Whether you've got a lot of weight to lose or just a few pounds, getting started might seem intimidating. Building healthy new habits means coming face-to-face with the old habits that got you overweight in the first place, then persevering to change them. But you can do it if you're determined -- especially if you remember to keep things simple and stay focused on the basic principles of weight loss.
How it Happens
Calories are a measurement of energy. You take in energy in the form of food, then your body breaks it down and parcels it out to your cells for use as fuel. If there's any fuel that doesn't get used, it goes into storage as fat. In order to lose the fat, you must make your body burn more fuel than it's taking in. Your cells then have to use up the stored fuel, or fat. Burning more calories than you take in is known as a caloric deficit.
Choose Your Diet Tactics
Your body burns a certain number of calories by performing everyday maintenance and involuntary functions such as breathing and maintaining your heartbeat. This number is called your basal metabolic rate and can vary enormously depending on your genetics, age, gender, body composition and activity level. The calories you consume fuel this process and any additional activity you engage in throughout the day. You shouldn't starve yourself to establish a caloric deficit, because you'll deprive your body of the nutrients it needs to stay healthy. Instead, eat nutrient-dense foods such as whole grains, fruits and vegetables. You'll end up consuming fewer calories, but receiving more nutrients.
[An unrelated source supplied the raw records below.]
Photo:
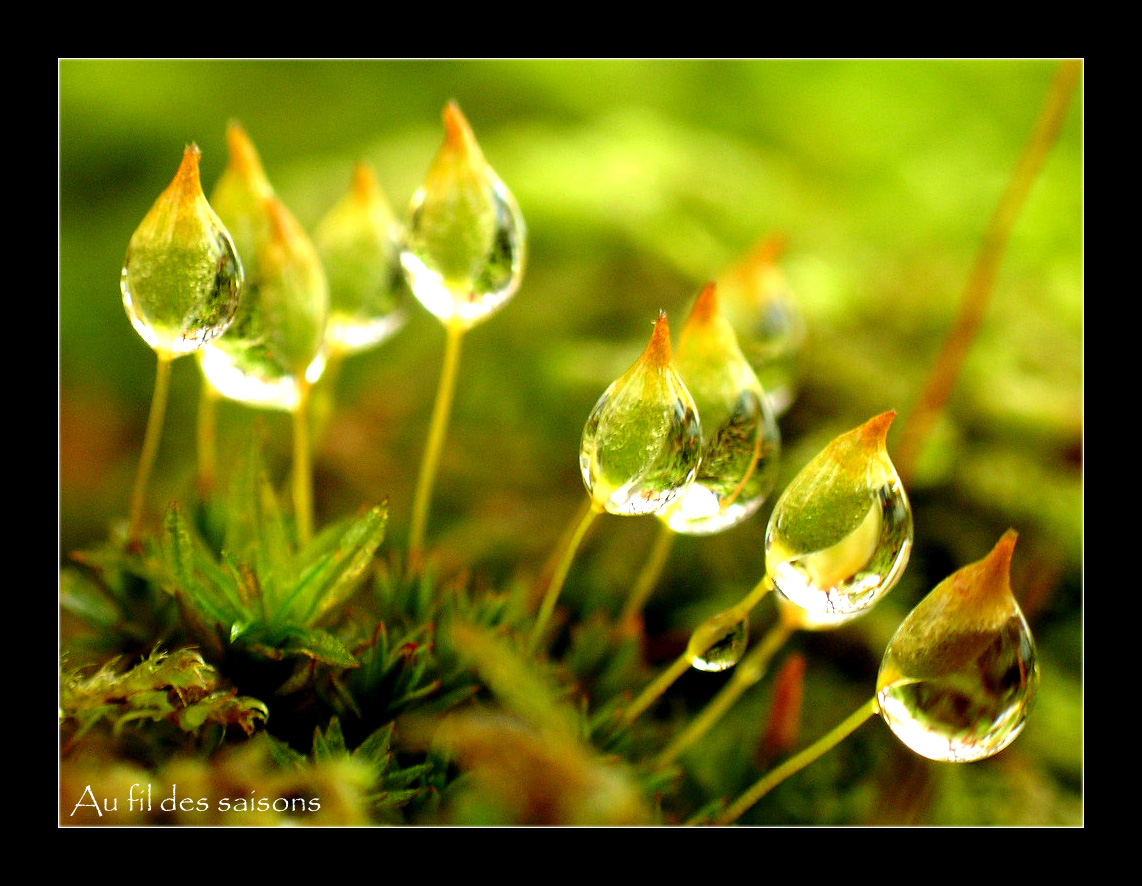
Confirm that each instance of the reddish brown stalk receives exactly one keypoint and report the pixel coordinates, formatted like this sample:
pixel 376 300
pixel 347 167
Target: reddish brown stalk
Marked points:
pixel 934 397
Think of eating a well-balanced diet as switching from using a high volume of "regular" fuel to getting far better mileage with "premium."
Kick in the Burn
Although you can lose weight from diet alone, exercise will speed up your weight loss and help you create a strong, healthy body you can feel proud of. Aerobic exercise is the most efficient way of burning calories; aim for 60 to 90 minutes of aerobic exercise every day, with one day off a week for rest.
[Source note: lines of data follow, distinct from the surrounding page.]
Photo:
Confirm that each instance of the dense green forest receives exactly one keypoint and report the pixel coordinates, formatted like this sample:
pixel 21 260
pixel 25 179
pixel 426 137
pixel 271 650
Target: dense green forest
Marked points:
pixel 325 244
A well-rounded exercise program should also include twice-weekly strength training sessions to build muscle mass, which not only burns more calories, but also helps to shape the slim body you're discovering beneath the extra weight. Incorporate a brief stretching session into every workout to decrease soreness, increase flexibility and increase performance.
Types of Aerobic Exercise
Joining a gym -- if you actually use it to work out regularly -- gives you ready access to a variety of cardio machines, weight machines and group classes. But you can lose weight outside the gym, too. There are plenty of calorie-busting activities you can pursue for free once any initial gear investment is made, such as running, biking, walking, hiking and inline skating. You might also be able to use alternative exercise venues, such as swimming laps in a high school pool or attending a dance or martial arts class.
Slow and Steady
If a weight loss program offers quick, dramatic results that sound too good to be true, they probably are. Sustainable weight loss focuses on changing lifelong habits so that the weight doesn't come back. The types of changes made in dramatic weight loss programs are often hard to sustain. The Centers for Disease Control and Prevention notes that if you lose weight at the rate of one to two pounds a week instead of crash dieting, you're more likely to keep it off in the long run. So, instead of setting unsustainable sudden weight loss goals, aim for the rate the CDC recommends. Losing 1 lb. a week still adds up to more than 50 lbs. a year, and 2 lbs. a week yields an impressive total of 100 lbs. of weight lost in a year -- something anybody can be proud of.